Elasticsearch基础知识提升这是我参与8月更文挑战的第15天，活动详情查看：8月更文挑战简介 Elastic

这是我参与8月更文挑战的第15天，活动详情查看：8月更文挑战

简介

Elasticsearch是一个基于Lucene的搜索服务器。它提供了一个分布式多用户能力的全文搜索引擎，基于RESTful web接口。Elasticsearch是用Java语言开发的，并作为Apache许可条款下的开放源码发布，是一种流行的企业级搜索引擎。Elasticsearch用于云计算中，能够达到实时搜索，稳定，可靠，快速，安装使用方便。官方客户端在Java、.NET（C#）、PHP、Python、Apache Groovy、Ruby和许多其他语言中都是可用的。根据DB-Engines的排名显示，Elasticsearch是最受欢迎的企业搜索引擎，其次是Apache Solr，也是基于Lucene。

ES核心概念

ElasticSearch是面向文档型的数据库，一条数据在这里就是一个文档。比如：

{
    "name" :     "John",
    "sex" :      "Male",
    "age" :      25,
    "birthDate": "1990/05/01",
    "about" :    "I love to go rock climbing",
    "interests": [ "sports", "music" ]
}

在MySql中这样的数据存储容易想到建立一张User表，其中有一些字段，而在es中就是一个文档，文档会属于一个User类型，各种各样的类型存储于一个索引中。下表是关系型数据库和es的疏于对照表：

关系型数据库	ElasticSearch
数据库	索引
表	type
行	document
列	field

es中可以包含多个索引（数据库），每个索引中可以包含多个类型（表），每个类型下又包含多个文档（行），每个文档又包含多个字段（列）。

物理设计：

es在后台把每个索引划分成多个分片，每个分片可以在集群中的不同服务器中转移。

逻辑设计：

一个索引类型，包含多个文档，当我们索引一篇文档时，可以通过这样的顺序找到他：索引-》类型-》文档id（该id实际是个字符串），通过这个组合我们就能索引到某个具体的文档。

创建 Index

创建一个名为 news 的索引：
from elasticsearch import Elasticsearch
 
es = Elasticsearch()
result = es.indices.create(index='news', ignore=400)
print(result)

如果创建成功，会返回如下结果：

{
    "acknowledged":true,
    "shards_acknowledged":true,
    "index":"news"
}

返回结果是 JSON 格式，其中的 acknowledged 字段表示创建操作执行成功。

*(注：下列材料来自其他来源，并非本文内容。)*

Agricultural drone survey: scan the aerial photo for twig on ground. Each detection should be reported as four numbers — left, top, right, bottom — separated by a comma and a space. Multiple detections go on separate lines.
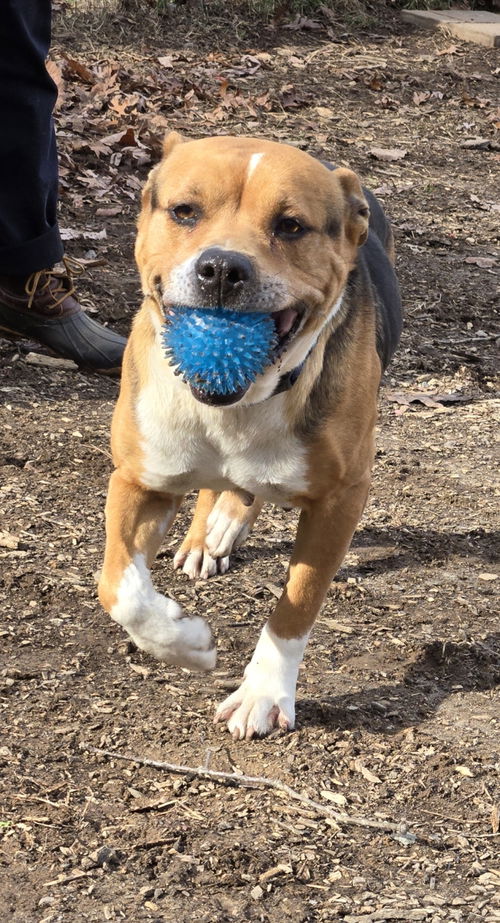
84, 746, 418, 839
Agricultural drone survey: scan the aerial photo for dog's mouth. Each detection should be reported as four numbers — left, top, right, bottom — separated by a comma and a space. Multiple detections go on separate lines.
271, 305, 304, 362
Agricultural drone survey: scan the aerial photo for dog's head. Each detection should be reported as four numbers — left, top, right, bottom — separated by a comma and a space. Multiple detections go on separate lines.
136, 132, 369, 403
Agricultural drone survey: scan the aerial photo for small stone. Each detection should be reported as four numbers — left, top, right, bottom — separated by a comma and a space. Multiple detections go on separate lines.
250, 885, 264, 901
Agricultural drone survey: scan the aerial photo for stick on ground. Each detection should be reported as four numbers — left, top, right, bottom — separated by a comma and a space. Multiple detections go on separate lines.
88, 746, 418, 839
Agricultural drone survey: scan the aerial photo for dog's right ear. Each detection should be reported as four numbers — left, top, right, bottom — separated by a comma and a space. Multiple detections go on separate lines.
163, 131, 184, 160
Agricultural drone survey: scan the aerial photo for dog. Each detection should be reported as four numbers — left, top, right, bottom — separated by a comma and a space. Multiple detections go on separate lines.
99, 132, 402, 740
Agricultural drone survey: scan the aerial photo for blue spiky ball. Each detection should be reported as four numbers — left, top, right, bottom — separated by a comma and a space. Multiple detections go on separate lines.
162, 306, 277, 397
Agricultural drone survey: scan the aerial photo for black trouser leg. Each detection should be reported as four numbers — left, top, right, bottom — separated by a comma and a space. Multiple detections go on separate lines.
0, 0, 63, 275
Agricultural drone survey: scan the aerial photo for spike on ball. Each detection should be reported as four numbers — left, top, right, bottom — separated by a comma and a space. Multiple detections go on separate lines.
162, 306, 277, 396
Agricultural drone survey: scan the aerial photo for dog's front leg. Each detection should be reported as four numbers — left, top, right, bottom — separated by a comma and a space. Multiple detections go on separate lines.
99, 470, 216, 670
215, 475, 370, 740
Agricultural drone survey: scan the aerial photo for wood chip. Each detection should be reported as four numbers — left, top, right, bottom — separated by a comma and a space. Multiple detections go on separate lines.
24, 353, 78, 372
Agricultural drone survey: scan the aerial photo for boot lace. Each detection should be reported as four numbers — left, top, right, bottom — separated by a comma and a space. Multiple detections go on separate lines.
24, 256, 85, 308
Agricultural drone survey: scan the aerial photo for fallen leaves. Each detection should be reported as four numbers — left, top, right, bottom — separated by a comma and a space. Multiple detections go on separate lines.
385, 391, 470, 414
369, 147, 408, 161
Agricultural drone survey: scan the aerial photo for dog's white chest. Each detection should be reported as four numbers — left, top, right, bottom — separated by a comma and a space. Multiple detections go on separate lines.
136, 364, 308, 505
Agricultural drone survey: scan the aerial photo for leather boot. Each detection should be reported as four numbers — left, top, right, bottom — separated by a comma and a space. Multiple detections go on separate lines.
0, 257, 126, 375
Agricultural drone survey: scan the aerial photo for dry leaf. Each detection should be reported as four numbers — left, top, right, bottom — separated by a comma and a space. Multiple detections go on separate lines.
320, 788, 347, 808
316, 106, 335, 119
63, 55, 96, 86
464, 256, 497, 269
354, 760, 382, 785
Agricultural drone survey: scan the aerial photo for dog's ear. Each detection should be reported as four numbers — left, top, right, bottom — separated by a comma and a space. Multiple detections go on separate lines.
142, 131, 184, 211
333, 167, 370, 247
162, 131, 184, 160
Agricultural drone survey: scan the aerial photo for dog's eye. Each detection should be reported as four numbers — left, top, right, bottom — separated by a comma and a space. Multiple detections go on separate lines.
168, 202, 199, 227
274, 218, 307, 240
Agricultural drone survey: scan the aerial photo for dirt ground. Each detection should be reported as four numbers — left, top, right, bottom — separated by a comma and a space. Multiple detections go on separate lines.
0, 12, 500, 923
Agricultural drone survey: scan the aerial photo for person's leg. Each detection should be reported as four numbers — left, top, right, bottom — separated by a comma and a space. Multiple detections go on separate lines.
0, 0, 125, 372
0, 0, 63, 276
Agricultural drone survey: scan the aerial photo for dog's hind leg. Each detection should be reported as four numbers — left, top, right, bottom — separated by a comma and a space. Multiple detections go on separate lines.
174, 490, 262, 578
99, 470, 216, 670
215, 474, 369, 740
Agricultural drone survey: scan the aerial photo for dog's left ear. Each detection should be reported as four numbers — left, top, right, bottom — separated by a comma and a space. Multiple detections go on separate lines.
333, 167, 370, 247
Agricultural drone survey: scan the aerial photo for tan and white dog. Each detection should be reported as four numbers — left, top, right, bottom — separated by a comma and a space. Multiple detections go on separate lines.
99, 133, 401, 739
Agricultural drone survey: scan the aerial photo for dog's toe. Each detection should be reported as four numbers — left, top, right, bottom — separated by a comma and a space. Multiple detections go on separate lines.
215, 680, 295, 740
205, 506, 250, 558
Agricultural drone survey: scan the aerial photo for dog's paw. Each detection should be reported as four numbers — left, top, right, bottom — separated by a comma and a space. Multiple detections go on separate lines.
211, 626, 307, 740
205, 504, 251, 559
174, 543, 229, 580
110, 554, 217, 670
215, 677, 295, 740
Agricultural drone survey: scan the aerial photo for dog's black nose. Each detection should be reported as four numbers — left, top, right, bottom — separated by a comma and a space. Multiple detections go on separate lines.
196, 247, 255, 304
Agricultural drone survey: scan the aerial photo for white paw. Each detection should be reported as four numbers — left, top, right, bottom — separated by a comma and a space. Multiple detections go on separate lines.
215, 626, 307, 740
174, 548, 229, 580
205, 505, 250, 558
111, 555, 217, 670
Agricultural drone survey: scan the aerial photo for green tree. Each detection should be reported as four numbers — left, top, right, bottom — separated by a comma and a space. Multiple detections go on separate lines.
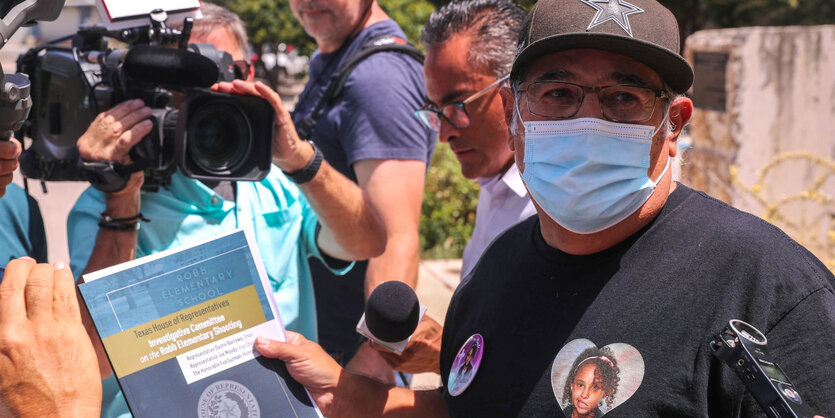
420, 144, 479, 258
213, 0, 434, 55
213, 0, 316, 55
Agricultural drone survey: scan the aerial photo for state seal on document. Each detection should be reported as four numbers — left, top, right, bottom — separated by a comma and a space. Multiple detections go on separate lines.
197, 380, 261, 418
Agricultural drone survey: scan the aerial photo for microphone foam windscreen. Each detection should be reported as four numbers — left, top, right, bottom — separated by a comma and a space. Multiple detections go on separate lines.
122, 45, 218, 87
365, 281, 420, 342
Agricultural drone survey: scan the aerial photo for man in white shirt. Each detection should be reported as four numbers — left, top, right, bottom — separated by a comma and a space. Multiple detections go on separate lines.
416, 0, 536, 278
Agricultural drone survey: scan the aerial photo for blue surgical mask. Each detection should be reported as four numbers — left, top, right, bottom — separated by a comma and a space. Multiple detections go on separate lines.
522, 116, 670, 234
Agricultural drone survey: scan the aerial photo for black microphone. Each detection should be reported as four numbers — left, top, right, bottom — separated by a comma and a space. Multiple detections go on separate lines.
122, 45, 219, 87
357, 281, 426, 354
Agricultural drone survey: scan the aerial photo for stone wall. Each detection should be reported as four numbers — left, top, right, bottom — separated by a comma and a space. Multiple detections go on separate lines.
682, 25, 835, 271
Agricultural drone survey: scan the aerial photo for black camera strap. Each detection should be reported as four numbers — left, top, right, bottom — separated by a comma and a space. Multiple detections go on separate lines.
296, 35, 424, 140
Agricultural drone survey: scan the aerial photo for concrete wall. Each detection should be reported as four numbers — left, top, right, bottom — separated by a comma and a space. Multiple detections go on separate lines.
682, 26, 835, 270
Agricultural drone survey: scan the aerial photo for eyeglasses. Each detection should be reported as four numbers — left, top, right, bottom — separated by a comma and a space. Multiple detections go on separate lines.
415, 75, 510, 132
520, 81, 667, 123
232, 60, 250, 80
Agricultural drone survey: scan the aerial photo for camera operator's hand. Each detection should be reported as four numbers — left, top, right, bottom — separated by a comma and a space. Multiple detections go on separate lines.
212, 80, 313, 173
78, 100, 153, 201
0, 138, 20, 197
0, 257, 101, 417
78, 100, 153, 164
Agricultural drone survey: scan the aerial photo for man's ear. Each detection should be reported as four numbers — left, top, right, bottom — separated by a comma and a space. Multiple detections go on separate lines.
670, 96, 693, 137
669, 96, 693, 157
499, 86, 516, 151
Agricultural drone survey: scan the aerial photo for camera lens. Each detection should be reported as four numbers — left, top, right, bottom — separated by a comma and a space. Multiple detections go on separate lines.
187, 100, 252, 175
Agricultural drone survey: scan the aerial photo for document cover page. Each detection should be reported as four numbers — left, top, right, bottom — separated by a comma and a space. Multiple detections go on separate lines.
79, 230, 321, 418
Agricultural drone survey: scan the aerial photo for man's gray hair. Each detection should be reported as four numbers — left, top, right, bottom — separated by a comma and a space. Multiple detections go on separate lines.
420, 0, 525, 78
171, 1, 249, 60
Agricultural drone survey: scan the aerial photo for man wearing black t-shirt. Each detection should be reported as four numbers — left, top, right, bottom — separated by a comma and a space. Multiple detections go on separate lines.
256, 0, 835, 417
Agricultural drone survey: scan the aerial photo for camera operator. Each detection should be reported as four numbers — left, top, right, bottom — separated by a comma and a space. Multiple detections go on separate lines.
67, 3, 385, 416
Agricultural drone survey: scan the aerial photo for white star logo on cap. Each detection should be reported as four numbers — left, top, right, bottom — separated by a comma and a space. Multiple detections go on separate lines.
580, 0, 644, 37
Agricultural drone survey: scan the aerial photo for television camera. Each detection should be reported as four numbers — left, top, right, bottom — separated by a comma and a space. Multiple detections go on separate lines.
18, 9, 275, 192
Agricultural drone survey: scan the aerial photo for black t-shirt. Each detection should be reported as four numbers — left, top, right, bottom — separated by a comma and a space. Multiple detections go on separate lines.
441, 185, 835, 417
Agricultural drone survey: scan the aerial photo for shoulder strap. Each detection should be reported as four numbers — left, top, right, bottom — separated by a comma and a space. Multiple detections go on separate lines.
296, 35, 424, 140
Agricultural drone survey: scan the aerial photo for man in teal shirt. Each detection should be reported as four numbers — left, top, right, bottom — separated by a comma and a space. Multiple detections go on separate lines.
67, 3, 385, 416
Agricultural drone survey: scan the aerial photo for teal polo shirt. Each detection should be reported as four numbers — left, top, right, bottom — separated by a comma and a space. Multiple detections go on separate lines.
67, 166, 352, 417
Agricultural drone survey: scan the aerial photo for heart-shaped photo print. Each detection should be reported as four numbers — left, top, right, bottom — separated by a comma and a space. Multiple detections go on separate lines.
551, 338, 644, 418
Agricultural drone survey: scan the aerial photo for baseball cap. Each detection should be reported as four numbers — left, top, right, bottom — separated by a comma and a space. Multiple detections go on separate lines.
510, 0, 693, 93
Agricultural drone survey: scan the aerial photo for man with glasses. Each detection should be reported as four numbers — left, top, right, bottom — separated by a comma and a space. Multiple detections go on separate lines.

但这时如果我们再把代码执行一次的话，就会返回如下结果：

{
    "error":{
        "root_cause":[
            {
                "type":"resource_already_exists_exception",
                "reason":"index [news/QM6yz2W8QE-bflKhc5oThw] already exists",
                "index_uuid":"QM6yz2W8QE-bflKhc5oThw",
                "index":"news"
            }
        ],
        "type":"resource_already_exists_exception",
        "reason":"index [news/QM6yz2W8QE-bflKhc5oThw] already exists",
        "index_uuid":"QM6yz2W8QE-bflKhc5oThw",
        "index":"news"
    },
    "status":400
}

它提示创建失败，status 状态码是 400，错误原因是 Index 已经存在了。

注意这里我们的代码里面使用了 ignore 参数为 400，这说明如果返回结果是 400 的话，就忽略这个错误不会报错，程序不会执行抛出异常。

假如我们不加 ignore 这个参数的话：

es = Elasticsearch()
result = es.indices.create(index='news')
print(result)

再次执行就会报错了：

raise HTTP_EXCEPTIONS.get(status_code, TransportError)(status_code, error_message, additional_info)
elasticsearch.exceptions.RequestError: TransportError(400, 'resource_already_exists_exception', 'index [news/QM6yz2W8QE-bflKhc5oThw] already exists')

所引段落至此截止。